Il progetto fotografico collettivo “Niente da vedere” propone i lavori “Verde Contemporaneo” di Daniele Cametti Aspri , “Assedio” di Vincenzo Labellarte, “Insulae” di Paolo Fusco e “Blank” di Sergio Figliolia.

VERDE CONTEMPORANEO di Daniele Cametti Aspri
"Verde Contemporaneo" è una nuova tonalità di verde comunemente abbinata con il "Grigio Cemento" o il "Grigio Asfalto" nella giustificazione paesaggistica ed ambientalista dello sviluppo della nuova urbanizzazione ad alta densità e dei mega centri commerciali ecofriendly. Solitamente è usato con parsimonia attraverso spennellate di alberelli di piccolo fusto di giovane età confinati in aiuole asfittiche che sicuramente ne fungeranno anche da tomba in breve tempo. Parimenti, il verde contemporaneo è presente anche nei rendering dei progetti urbanistici di studi di architettura blasonati e spesso viene usato con successo come alibi ad opere di cementificazione massiccia. La realtà è spesso diversa dalla fantasia degli architetti. 
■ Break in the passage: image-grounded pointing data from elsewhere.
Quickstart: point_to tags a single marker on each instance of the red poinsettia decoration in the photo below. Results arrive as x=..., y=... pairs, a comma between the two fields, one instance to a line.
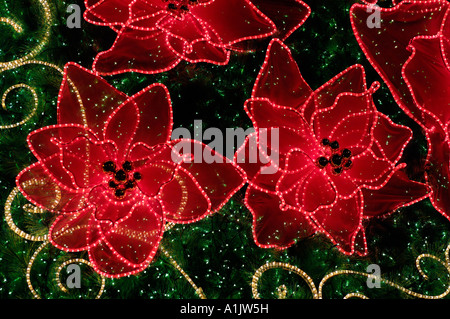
x=410, y=50
x=155, y=35
x=112, y=175
x=337, y=157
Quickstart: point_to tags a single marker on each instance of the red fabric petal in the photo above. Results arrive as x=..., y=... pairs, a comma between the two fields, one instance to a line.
x=428, y=75
x=110, y=209
x=303, y=185
x=386, y=47
x=107, y=12
x=341, y=222
x=279, y=79
x=121, y=127
x=398, y=192
x=200, y=51
x=350, y=122
x=187, y=29
x=217, y=176
x=352, y=80
x=84, y=159
x=40, y=189
x=438, y=172
x=135, y=239
x=288, y=15
x=183, y=200
x=293, y=131
x=366, y=171
x=273, y=227
x=144, y=15
x=75, y=232
x=44, y=142
x=390, y=139
x=154, y=175
x=98, y=98
x=221, y=16
x=149, y=55
x=262, y=172
x=155, y=113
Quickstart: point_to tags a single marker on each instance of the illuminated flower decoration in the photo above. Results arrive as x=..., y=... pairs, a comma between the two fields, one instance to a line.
x=113, y=176
x=410, y=50
x=155, y=35
x=337, y=157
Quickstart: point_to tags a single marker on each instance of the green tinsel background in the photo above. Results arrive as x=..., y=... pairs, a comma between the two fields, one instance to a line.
x=218, y=253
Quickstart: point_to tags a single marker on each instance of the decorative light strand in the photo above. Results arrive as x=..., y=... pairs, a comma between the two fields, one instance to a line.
x=33, y=111
x=28, y=272
x=10, y=221
x=83, y=261
x=48, y=21
x=198, y=290
x=318, y=127
x=282, y=289
x=318, y=293
x=17, y=27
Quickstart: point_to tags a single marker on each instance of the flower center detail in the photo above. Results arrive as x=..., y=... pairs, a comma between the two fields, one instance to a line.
x=180, y=6
x=122, y=179
x=339, y=160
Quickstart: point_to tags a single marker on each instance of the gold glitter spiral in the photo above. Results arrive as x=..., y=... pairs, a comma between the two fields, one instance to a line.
x=318, y=293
Nel percorrere le strade delle nuove periferie la nostra percezione visiva è stimolata da immagini inconsuete. Contrasti evidenti di spazi verdi costretti dal cemento in zone al limite della città ma circondate dalla campagna. Un contrasto che appare ancora più evidente vista l’ampiezza dell’orizzonte. Un connubio di colori inatteso per una società che dovrebbe tendere alla vivibilità ed a sistemi urbani eco-compatibili.
Ma a tutto esiste una spiegazione. Il “Verde contemporaneo” è infatti il frutto di un paradosso nell’attuale regolamentazione per l’affidamento di appalti di urbanizzazione ed il loro rapporto con la realizzazione di servizi pubblici affidatigli dalle amministrazioni comunali. A fronte delle concessioni edilizie di grandi insediamenti urbani, spesso collegati con centri commerciali, le amministrazione affidano ai costruttori la realizzazione delle strutture di servizio pubblico: rete idrica, strade, parcheggi e aree di verde pubblico. Queste opere vengono realizzate dal costruttore al posto del pagamento di oneri edilizi all’amministrazione e rappresentano un’ulteriore occasione per incrementare il margine di profitto a discapito della qualità di vita.

Da qui la definizione “Opere di urbanizzazione a scomputo” e la nascita del “Verde contemporaneo” che si erge a simbolo dell’ennesima attività lucrativa a scapito del benessere della comunità.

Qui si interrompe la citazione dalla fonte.